24	2020	.	333.1695	2.5040	327.9285	338.4104	324.9910	341.3479	.	.	.	.
25	2030	.	363.4274	2.9435	357.2665	369.5883	354.6310	372.2238	.	.	.	.

Figure 85.35: Studentized Residuals and Cook’s D

After producing the usual analysis of variance and parameter estimates tables (Figure 85.33), the procedure displays the results of requesting the options for predicted and residual values (Figure 85.34). For each observation, the requested information is shown. Note that the ID variable is used to identify each observation. Also note that, for observations with missing dependent variables, the predicted value, standard error of the predicted value, and confidence intervals for the predicted value are still available.

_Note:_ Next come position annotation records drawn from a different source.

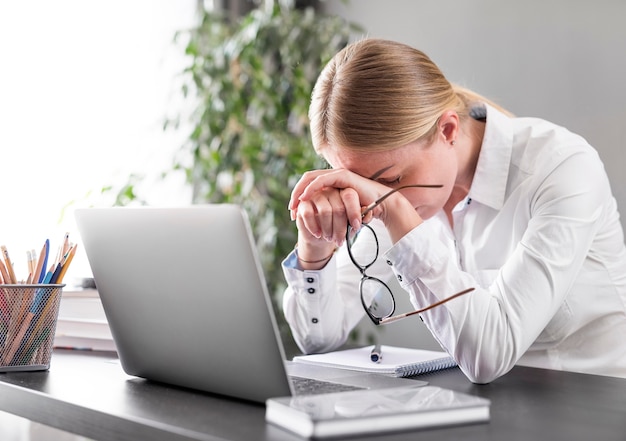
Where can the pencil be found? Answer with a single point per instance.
(66, 264)
(8, 264)
(40, 269)
(5, 274)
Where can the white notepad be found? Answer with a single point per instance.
(396, 361)
(375, 411)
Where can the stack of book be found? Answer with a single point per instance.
(82, 323)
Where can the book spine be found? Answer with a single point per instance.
(425, 367)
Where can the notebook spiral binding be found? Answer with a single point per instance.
(425, 367)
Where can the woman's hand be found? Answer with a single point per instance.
(324, 201)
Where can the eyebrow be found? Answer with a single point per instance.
(379, 172)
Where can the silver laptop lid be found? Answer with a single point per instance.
(185, 297)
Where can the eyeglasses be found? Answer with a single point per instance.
(376, 296)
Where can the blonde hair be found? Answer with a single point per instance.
(377, 95)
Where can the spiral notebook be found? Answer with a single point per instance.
(394, 361)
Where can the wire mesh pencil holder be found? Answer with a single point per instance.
(28, 319)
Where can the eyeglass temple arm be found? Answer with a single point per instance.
(373, 205)
(419, 311)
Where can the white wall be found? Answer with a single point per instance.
(563, 60)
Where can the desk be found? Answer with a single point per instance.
(88, 394)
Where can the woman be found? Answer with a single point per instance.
(523, 213)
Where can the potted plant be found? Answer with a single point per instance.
(249, 81)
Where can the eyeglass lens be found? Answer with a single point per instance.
(376, 296)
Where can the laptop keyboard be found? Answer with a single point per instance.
(310, 386)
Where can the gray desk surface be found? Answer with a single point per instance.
(88, 394)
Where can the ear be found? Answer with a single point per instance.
(448, 126)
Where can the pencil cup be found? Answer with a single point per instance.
(28, 319)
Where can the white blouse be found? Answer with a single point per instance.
(539, 238)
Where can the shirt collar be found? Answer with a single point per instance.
(492, 170)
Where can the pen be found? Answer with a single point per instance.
(376, 354)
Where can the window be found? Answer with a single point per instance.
(84, 89)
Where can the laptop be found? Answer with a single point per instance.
(187, 303)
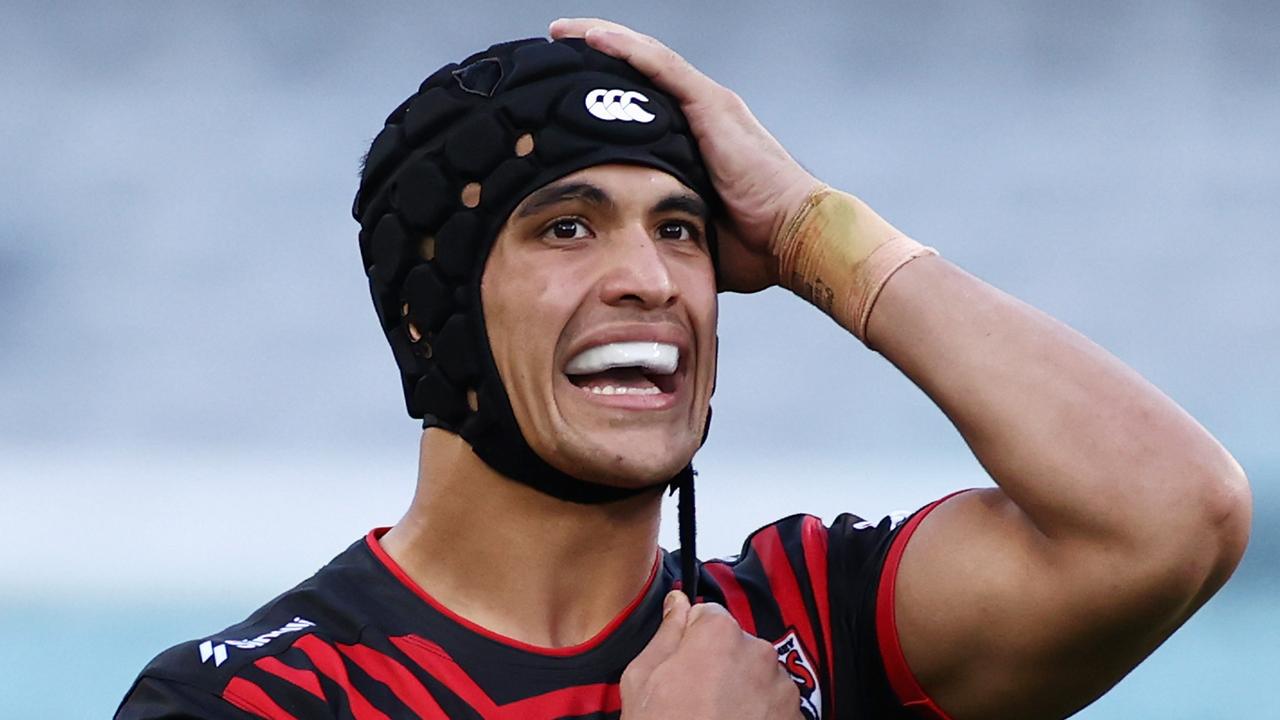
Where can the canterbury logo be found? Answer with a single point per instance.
(618, 105)
(218, 652)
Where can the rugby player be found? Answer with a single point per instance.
(545, 227)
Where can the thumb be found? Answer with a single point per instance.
(675, 615)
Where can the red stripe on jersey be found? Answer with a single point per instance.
(433, 659)
(566, 702)
(813, 536)
(329, 662)
(394, 675)
(735, 600)
(254, 700)
(900, 677)
(305, 679)
(782, 580)
(394, 569)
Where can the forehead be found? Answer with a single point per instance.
(621, 183)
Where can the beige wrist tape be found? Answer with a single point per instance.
(837, 254)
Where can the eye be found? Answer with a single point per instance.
(566, 228)
(679, 229)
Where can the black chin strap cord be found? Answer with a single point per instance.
(688, 540)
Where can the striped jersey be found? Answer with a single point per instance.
(361, 641)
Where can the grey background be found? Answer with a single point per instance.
(197, 409)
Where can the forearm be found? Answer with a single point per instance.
(1082, 443)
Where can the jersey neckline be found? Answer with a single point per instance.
(371, 541)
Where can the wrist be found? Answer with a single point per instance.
(837, 254)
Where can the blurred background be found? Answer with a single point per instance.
(197, 409)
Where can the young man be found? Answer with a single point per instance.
(536, 232)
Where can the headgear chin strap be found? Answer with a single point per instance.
(438, 183)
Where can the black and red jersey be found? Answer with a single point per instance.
(361, 641)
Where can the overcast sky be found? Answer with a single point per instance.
(181, 281)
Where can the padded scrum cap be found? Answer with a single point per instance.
(439, 181)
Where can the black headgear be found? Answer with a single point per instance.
(440, 180)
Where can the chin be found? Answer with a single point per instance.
(632, 466)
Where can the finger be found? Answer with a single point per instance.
(675, 615)
(577, 27)
(707, 613)
(661, 64)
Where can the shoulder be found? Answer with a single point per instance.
(213, 675)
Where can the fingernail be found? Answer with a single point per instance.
(668, 602)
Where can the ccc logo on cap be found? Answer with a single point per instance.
(618, 105)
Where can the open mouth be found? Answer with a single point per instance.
(626, 368)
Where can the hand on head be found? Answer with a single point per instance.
(700, 664)
(760, 183)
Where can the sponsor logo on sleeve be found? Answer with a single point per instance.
(216, 651)
(794, 660)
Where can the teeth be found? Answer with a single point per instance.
(658, 358)
(613, 390)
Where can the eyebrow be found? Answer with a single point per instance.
(563, 192)
(590, 194)
(684, 203)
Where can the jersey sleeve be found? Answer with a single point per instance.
(868, 662)
(152, 698)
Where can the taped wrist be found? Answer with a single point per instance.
(837, 254)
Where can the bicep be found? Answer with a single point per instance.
(997, 620)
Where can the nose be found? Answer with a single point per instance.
(638, 273)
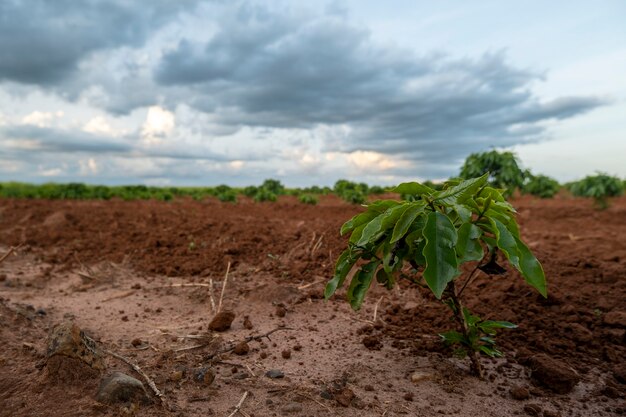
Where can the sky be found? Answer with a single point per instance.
(194, 92)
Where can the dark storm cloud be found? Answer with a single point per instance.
(43, 41)
(276, 70)
(45, 139)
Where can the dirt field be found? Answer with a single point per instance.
(110, 266)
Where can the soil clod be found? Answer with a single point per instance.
(119, 387)
(242, 348)
(222, 321)
(203, 375)
(67, 339)
(553, 374)
(275, 374)
(520, 393)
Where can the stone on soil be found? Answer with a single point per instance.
(520, 393)
(67, 339)
(119, 387)
(615, 318)
(553, 374)
(274, 373)
(222, 321)
(241, 348)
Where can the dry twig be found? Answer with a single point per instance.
(137, 369)
(11, 250)
(247, 339)
(219, 305)
(376, 308)
(122, 295)
(316, 401)
(211, 295)
(238, 406)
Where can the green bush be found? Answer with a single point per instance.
(541, 186)
(599, 187)
(264, 195)
(273, 186)
(436, 233)
(229, 196)
(504, 171)
(308, 199)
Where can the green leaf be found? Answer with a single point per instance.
(357, 220)
(344, 264)
(407, 218)
(461, 192)
(531, 269)
(507, 243)
(489, 326)
(441, 261)
(452, 337)
(381, 206)
(380, 224)
(468, 246)
(412, 188)
(356, 233)
(361, 283)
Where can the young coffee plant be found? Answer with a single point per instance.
(504, 171)
(541, 186)
(436, 232)
(599, 187)
(308, 199)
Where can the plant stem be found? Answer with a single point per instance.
(476, 367)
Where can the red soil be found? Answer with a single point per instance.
(337, 363)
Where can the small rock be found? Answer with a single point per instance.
(619, 372)
(204, 375)
(553, 374)
(119, 387)
(520, 393)
(372, 342)
(242, 348)
(176, 376)
(67, 339)
(275, 373)
(419, 376)
(615, 318)
(344, 397)
(281, 311)
(533, 409)
(292, 408)
(222, 321)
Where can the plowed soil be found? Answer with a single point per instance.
(122, 272)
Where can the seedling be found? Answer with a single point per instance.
(541, 186)
(308, 199)
(599, 187)
(503, 168)
(436, 232)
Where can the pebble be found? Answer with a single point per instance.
(520, 393)
(291, 408)
(119, 387)
(222, 321)
(275, 373)
(204, 375)
(67, 339)
(242, 348)
(419, 376)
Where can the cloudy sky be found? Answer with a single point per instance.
(195, 92)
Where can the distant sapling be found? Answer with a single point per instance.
(436, 232)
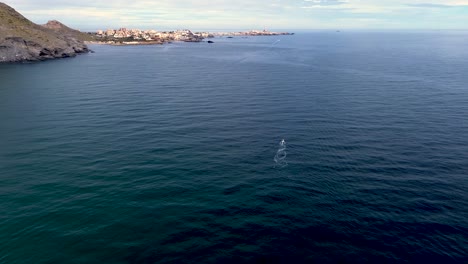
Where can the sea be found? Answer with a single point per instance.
(174, 153)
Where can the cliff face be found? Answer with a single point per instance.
(22, 40)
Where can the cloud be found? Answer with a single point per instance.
(247, 14)
(429, 5)
(325, 2)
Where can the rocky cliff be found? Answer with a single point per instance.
(22, 40)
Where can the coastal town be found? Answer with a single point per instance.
(124, 36)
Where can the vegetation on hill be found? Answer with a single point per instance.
(22, 40)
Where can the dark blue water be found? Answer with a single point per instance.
(165, 154)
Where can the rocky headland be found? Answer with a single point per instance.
(22, 40)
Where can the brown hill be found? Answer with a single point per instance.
(63, 30)
(22, 40)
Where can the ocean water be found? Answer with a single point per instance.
(166, 154)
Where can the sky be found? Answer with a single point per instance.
(91, 15)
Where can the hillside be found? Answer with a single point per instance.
(63, 30)
(22, 40)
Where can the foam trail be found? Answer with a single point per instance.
(280, 157)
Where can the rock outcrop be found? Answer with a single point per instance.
(22, 40)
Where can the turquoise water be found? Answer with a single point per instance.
(165, 154)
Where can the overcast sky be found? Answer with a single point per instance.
(249, 14)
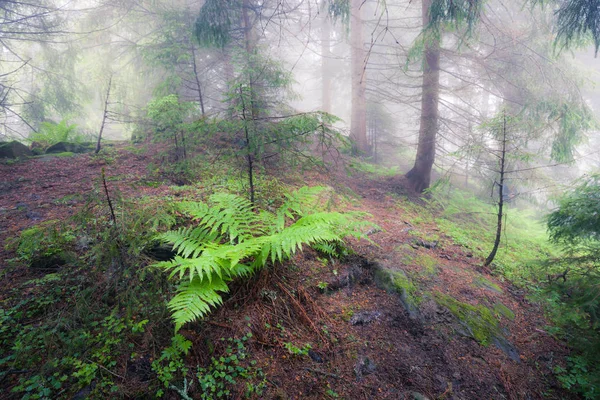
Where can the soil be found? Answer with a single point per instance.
(389, 355)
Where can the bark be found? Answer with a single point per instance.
(198, 85)
(420, 175)
(492, 255)
(326, 65)
(104, 116)
(358, 120)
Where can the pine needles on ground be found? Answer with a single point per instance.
(229, 239)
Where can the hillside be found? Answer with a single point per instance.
(409, 315)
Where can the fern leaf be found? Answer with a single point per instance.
(297, 204)
(195, 299)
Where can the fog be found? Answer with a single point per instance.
(364, 64)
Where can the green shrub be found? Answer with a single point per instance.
(231, 240)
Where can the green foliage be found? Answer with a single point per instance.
(170, 366)
(45, 239)
(469, 221)
(230, 240)
(568, 120)
(577, 221)
(577, 19)
(215, 22)
(168, 113)
(461, 12)
(576, 377)
(297, 351)
(51, 133)
(339, 9)
(574, 302)
(479, 322)
(224, 373)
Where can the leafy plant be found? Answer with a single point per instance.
(224, 372)
(297, 351)
(170, 365)
(231, 240)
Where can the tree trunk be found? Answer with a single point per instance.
(492, 255)
(200, 95)
(358, 120)
(104, 116)
(326, 65)
(420, 175)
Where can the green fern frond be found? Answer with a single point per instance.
(231, 240)
(229, 217)
(296, 204)
(195, 299)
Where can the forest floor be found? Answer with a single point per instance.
(404, 317)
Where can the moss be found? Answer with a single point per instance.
(428, 264)
(407, 253)
(501, 310)
(479, 321)
(396, 281)
(484, 283)
(64, 154)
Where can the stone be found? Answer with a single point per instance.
(364, 366)
(51, 262)
(68, 147)
(418, 396)
(364, 317)
(316, 357)
(14, 150)
(160, 251)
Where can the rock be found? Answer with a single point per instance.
(68, 147)
(160, 251)
(396, 281)
(427, 245)
(364, 317)
(353, 275)
(507, 348)
(141, 369)
(14, 150)
(84, 243)
(32, 215)
(316, 357)
(364, 366)
(51, 262)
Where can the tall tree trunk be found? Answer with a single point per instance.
(104, 116)
(326, 64)
(420, 175)
(198, 85)
(358, 119)
(492, 255)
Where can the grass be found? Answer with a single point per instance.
(471, 223)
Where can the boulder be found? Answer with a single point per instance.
(68, 147)
(14, 149)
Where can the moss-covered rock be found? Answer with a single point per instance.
(501, 310)
(68, 147)
(478, 321)
(481, 282)
(14, 149)
(396, 281)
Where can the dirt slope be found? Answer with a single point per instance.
(400, 319)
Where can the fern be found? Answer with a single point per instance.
(231, 240)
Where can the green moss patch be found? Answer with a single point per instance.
(428, 264)
(396, 281)
(481, 282)
(478, 321)
(501, 310)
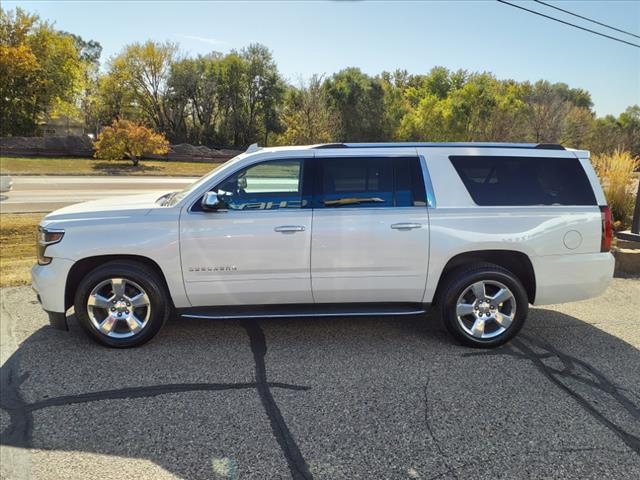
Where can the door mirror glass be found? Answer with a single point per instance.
(211, 202)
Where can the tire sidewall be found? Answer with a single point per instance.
(138, 274)
(462, 281)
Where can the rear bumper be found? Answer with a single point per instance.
(567, 278)
(49, 282)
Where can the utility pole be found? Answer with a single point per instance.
(634, 234)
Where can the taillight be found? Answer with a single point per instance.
(607, 229)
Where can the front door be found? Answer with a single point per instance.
(256, 248)
(370, 228)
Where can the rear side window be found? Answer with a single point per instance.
(494, 181)
(369, 182)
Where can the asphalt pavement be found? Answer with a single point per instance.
(48, 193)
(326, 398)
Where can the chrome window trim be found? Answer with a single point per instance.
(244, 167)
(431, 197)
(411, 153)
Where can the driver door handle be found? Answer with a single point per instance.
(406, 226)
(289, 228)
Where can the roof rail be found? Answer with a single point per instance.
(550, 146)
(332, 145)
(539, 146)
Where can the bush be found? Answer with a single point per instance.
(125, 139)
(618, 177)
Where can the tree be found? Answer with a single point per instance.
(125, 139)
(547, 109)
(306, 117)
(143, 68)
(42, 72)
(358, 102)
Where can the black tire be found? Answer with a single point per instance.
(459, 281)
(136, 272)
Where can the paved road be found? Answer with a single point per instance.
(325, 398)
(47, 193)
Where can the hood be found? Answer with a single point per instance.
(125, 206)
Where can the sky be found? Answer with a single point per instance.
(308, 37)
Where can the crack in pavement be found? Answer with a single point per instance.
(571, 369)
(20, 429)
(450, 469)
(297, 464)
(529, 452)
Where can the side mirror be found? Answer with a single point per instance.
(211, 202)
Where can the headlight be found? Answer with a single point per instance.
(46, 237)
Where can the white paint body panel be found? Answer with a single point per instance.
(358, 257)
(343, 255)
(266, 267)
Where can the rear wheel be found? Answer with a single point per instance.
(121, 304)
(483, 305)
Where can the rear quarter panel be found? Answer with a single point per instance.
(458, 225)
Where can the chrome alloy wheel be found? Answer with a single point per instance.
(118, 308)
(486, 309)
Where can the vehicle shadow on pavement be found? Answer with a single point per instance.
(333, 398)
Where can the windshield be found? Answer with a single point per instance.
(174, 198)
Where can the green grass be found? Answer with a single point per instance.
(17, 247)
(90, 166)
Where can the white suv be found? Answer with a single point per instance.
(480, 230)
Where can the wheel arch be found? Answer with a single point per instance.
(516, 262)
(82, 267)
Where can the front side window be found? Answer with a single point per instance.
(269, 185)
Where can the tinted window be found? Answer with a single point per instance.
(267, 186)
(524, 180)
(369, 182)
(409, 191)
(360, 181)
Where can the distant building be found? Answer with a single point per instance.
(61, 126)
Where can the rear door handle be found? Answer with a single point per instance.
(406, 226)
(289, 228)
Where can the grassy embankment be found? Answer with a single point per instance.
(90, 166)
(17, 247)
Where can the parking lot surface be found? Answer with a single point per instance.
(326, 398)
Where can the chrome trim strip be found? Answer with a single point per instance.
(291, 315)
(431, 197)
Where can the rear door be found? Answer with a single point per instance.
(370, 239)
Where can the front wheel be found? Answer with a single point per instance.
(121, 304)
(483, 305)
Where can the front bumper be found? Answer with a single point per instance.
(49, 283)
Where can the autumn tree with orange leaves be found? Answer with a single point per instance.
(130, 140)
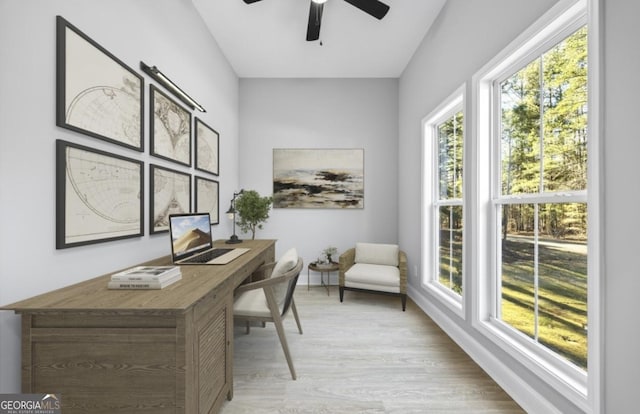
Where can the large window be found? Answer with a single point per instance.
(537, 204)
(449, 203)
(542, 202)
(443, 200)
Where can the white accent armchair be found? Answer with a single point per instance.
(374, 268)
(269, 300)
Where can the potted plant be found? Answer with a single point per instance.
(253, 210)
(328, 252)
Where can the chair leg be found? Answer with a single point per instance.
(295, 315)
(277, 321)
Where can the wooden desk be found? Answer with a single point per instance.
(124, 351)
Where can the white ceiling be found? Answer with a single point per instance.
(267, 39)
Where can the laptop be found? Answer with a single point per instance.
(191, 241)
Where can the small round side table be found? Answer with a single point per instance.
(323, 268)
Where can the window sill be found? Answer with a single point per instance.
(561, 375)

The studentized residuals and Cook’s D statistics in Figure 85.34 and Figure 85.35 are displayed as a result of specifying the R option. The large absolute studentized residuals for 1940 and 1950 (best seen in Figure 85.35) indicate that the overall model is inadequate for explaining the population in these two years. You can use ODS Graphics to obtain plots of studentized residuals by predicted values or leverage; see Example 85.1 for a similar example.